L’engagement des époux Gates a ramené le champ de la prévention au goût du jour, après de longues années d’absence au profit de la lutte pour l’accès aux traitements. Car, en effet, année après année, de nouvelles personnes sont contaminées : 4 millions pour la seule année 2005. Il s’agit donc bien d’un manque d’efficacité des politiques.
La lutte contre le sida devient chaque jour un peu plus politique, et aucun des acteurs d’importance ne tait dorénavant ses colères contre l’inaction des gouvernements.

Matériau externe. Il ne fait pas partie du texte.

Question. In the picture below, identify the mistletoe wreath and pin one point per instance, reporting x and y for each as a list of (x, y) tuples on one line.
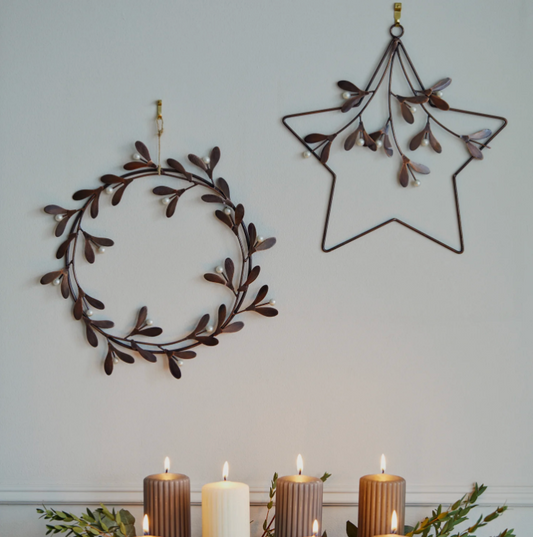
[(237, 280)]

L’Afrique du Sud a ainsi été particulièrement montrée du doigt. Il s’agit « du seul pays sur le continent dont le gouvernement continue à proférer des théories plus dignes de marginaux illuminés que d’un État préoccupé et capable de compassion », a déclaré Stephen Lewis, l’envoyé spécial des Nations unies, la voix chargée d’une émotion non feinte, en direction de Manto Tshabalala-Msimang, ministre de la Santé, qu’on a entendu plusieurs fois prôner un traitement à base de betterave, d’ail et de citron pour lutter contre le VIH. Et Lewis d’ajouter que le gouvernement de Thabo Mbeki restait « obtus, dilatoire et négligent dans la mise à disposition des traitements ». Pretoria a immédiatement, et « avec mépris », émis une réponse officielle, affirmant « fournir gratuitement des ARV à 134 000 personnes et ne pas comprendre le fondement de ses arguments ». Les chiffres parlent d’eux-mêmes : sur 5,5 millions de Sud-Africains séropositifs, 700 000 ont besoin d’ARV ; 600 à 800 d’entre eux meurent chaque jour des suites du VIH ; surtout, ce pays est celui comptant, en valeur absolue, le plus grand nombre de porteurs du virus. Les propos de Stephen Lewis ont d’ailleurs été repris par Mark Wainberg, scientifique canadien renommé et coprésident de la conférence, qui a, lui, exprimé son étonnement « qu’un gouvernement puisse rester au pouvoir malgré toutes les preuves de son incapacité phénoménale à assurer l’essentiel pour sa population ». Du jamais vu pour le gouvernement sud-africain, qui, s’il est très régulièrement critiqué par les militants des associations, a, cette fois, fait les frais d’une nouvelle catégorie d’activistes, née à Toronto : les puissants. En espérant que ces derniers n’oublient pas de venir en aide à ceux qui, sur le terrain, continuent la lutte de tous les jours.